The day of my operation came and the professor came to see me, he explained what was going to happen and that unfortunately it did mean
the full length of the previous incision would need to be opened up for access. When I came around from the anaesthetic I thought it was the
same day, it wasn’t however, I had been in ICU for 3 days, nurses told me that I had been very poorly after the operation, they had given me 2
units of blood and started me on very strong Antibiotics. Knock on the door, in comes Daniel the physiotherapist who had previously seen me on
my last visit, “I’ll be back tomorrow to start getting you mobile David” he said, get some rest until then. I tried to rest but was rather
uncomfortable from the pain, leg was heavily bandaged and a drain kept snagging on the bed rails. Physio was hard for the following week but I
managed to push myself through, Daniel had done all he could now it was down to me, I managed to get a stool by the sink so I could wash
myself down but had to rely on the carers to wash my left foot. One morning I looked down at my leg and noticed the oozing again, I was
frightened this time because I knew this was the exact reason I was admitted in the first place. The professor came in to see me the next
morning and asked the nurse to fit a vacuum pump to my leg, I had no idea what on earth he was talking about so I asked him, he politely told
me the vacuum pack helps to draw out the infection whilst healing the wound.
Here’s an explainer..
I had this in place for about 8 days, it was taken off and a smaller vacuum replaced it, OMG the alarm bell on it, due to loss of suction or
pressure was doing my head in, I asked the nurse if it was a necessity and she said “until the chamber was empty of fluid it had to stay on,” 4
days later it was removed much to my satisfaction. I had been in hospital 5 weeks at this point recovering from what seemed to me the hardest
and most mentally draining 5 weeks of my life. I’d been bombarded with fluids, antibiotics via IV, had two vacuum pumps fitted and subjected to
intense physiotherapy. My body was weak I was mentally drained and was missing my rock Nicola. I was allowed to go home the following week
and given a regime I must agree to, rest but keep the leg moving, the community staff would come out daily for the next 3 months to give me IV
antibiotics and check the wound, take bloods and blood pressure. Gradually whilst at home I started to get a good appetite and started putting
weight on, it sounds silly but it made me feel and look better for it, I was able to walk 10 feet and back using elbow crutches, most of all my
dignity got better having banished the Commode to the outhouse! Weeks then months passed and my first check up went well, all was moving
forwards albeit a little slowly.
Chapter 6
My follow up scan was clear too (3 monthly). This was the case for the next follow up too, on the 3rd scan (CT PET) two lymph nodes lit up,
oncology was concerned that this could be sinister but the professor at the ROH thought it was highly likely still enlarged from a recent skin rash
on my leg. He arranged for me to be seen again on the 20th October for another CT scan, I’m hoping all goes well.

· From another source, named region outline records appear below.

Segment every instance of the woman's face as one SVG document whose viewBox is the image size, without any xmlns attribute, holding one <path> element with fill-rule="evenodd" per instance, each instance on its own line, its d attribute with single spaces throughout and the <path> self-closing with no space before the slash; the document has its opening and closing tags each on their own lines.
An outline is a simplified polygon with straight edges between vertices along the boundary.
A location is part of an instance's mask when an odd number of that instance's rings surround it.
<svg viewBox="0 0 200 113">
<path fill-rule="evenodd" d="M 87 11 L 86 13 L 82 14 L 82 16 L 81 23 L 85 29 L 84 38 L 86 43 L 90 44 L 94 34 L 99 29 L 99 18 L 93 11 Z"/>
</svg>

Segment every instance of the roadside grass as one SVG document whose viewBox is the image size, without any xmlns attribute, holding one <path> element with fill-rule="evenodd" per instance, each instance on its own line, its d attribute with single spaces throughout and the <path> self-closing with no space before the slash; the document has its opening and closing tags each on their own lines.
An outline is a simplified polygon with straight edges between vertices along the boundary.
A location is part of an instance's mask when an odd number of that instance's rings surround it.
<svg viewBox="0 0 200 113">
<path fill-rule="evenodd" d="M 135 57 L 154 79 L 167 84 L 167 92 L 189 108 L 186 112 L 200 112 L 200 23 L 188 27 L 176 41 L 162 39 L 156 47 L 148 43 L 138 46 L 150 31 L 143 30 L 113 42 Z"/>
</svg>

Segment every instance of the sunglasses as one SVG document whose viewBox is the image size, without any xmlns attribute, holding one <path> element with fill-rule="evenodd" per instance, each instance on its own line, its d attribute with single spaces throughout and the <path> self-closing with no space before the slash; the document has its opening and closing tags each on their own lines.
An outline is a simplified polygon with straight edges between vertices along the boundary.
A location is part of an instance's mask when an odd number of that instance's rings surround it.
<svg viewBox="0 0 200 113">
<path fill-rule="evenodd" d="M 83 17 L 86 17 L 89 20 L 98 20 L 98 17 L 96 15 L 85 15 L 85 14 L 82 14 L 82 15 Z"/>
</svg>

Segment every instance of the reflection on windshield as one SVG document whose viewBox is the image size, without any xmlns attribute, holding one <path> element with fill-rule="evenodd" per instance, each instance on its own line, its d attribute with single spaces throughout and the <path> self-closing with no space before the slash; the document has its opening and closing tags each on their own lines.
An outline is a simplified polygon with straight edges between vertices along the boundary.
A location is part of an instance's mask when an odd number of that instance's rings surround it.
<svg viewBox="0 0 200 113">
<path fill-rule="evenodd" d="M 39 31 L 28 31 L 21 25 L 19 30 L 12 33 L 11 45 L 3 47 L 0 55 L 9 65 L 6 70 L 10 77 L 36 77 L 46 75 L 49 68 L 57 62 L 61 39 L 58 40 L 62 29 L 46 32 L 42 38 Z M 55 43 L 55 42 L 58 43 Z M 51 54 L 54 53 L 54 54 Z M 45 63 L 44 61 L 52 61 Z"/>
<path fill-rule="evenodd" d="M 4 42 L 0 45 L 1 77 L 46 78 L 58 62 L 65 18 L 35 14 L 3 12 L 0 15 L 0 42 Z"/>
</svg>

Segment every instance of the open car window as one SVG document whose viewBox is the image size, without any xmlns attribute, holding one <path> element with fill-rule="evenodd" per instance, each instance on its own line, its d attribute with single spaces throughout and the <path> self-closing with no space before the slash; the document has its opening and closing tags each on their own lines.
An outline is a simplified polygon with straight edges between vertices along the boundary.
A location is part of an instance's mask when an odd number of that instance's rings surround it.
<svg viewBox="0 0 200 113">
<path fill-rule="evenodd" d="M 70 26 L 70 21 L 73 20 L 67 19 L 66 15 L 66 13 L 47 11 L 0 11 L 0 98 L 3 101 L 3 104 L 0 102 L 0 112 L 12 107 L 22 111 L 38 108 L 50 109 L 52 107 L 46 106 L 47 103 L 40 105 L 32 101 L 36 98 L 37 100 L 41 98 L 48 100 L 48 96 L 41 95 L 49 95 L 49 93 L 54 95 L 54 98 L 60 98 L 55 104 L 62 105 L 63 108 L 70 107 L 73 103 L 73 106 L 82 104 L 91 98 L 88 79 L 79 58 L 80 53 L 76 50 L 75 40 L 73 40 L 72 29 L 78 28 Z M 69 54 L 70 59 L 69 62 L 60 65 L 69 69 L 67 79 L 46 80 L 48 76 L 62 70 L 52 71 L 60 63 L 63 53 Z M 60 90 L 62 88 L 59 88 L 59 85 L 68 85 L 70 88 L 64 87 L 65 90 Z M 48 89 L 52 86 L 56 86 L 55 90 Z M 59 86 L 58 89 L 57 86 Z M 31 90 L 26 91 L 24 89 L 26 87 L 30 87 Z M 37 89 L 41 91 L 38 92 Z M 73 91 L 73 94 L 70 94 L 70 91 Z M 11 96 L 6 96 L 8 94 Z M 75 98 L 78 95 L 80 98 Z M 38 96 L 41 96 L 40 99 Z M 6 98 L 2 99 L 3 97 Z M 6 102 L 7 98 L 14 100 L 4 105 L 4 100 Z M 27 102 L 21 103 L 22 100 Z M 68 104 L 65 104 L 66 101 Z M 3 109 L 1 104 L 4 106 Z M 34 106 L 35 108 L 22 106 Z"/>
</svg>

I guess this journey has taught me to stay strong, even in your darkest moments reach out to loved ones for support, remember they are
suffering too, watching a loved one go through this ordeal is hard, I know because the woman looking after me, my rock, my wife Nicola has a
brain tumour debulked in 2013, it was and still remains one of the most mentally draining periods in my life. Now together we face yet another
period because it’s grown back, she has had 28 cycles (days) of radiotherapy, now we await the results, she has an MRI pencilled in for March
2024.
Never surrender to Cancer it will take you, fight and ask God for guidance, there is no shame in asking, believe and prayers can get answered.
Thank you for reading my story, may God bless you and give you strength to face whatever challenges come your way.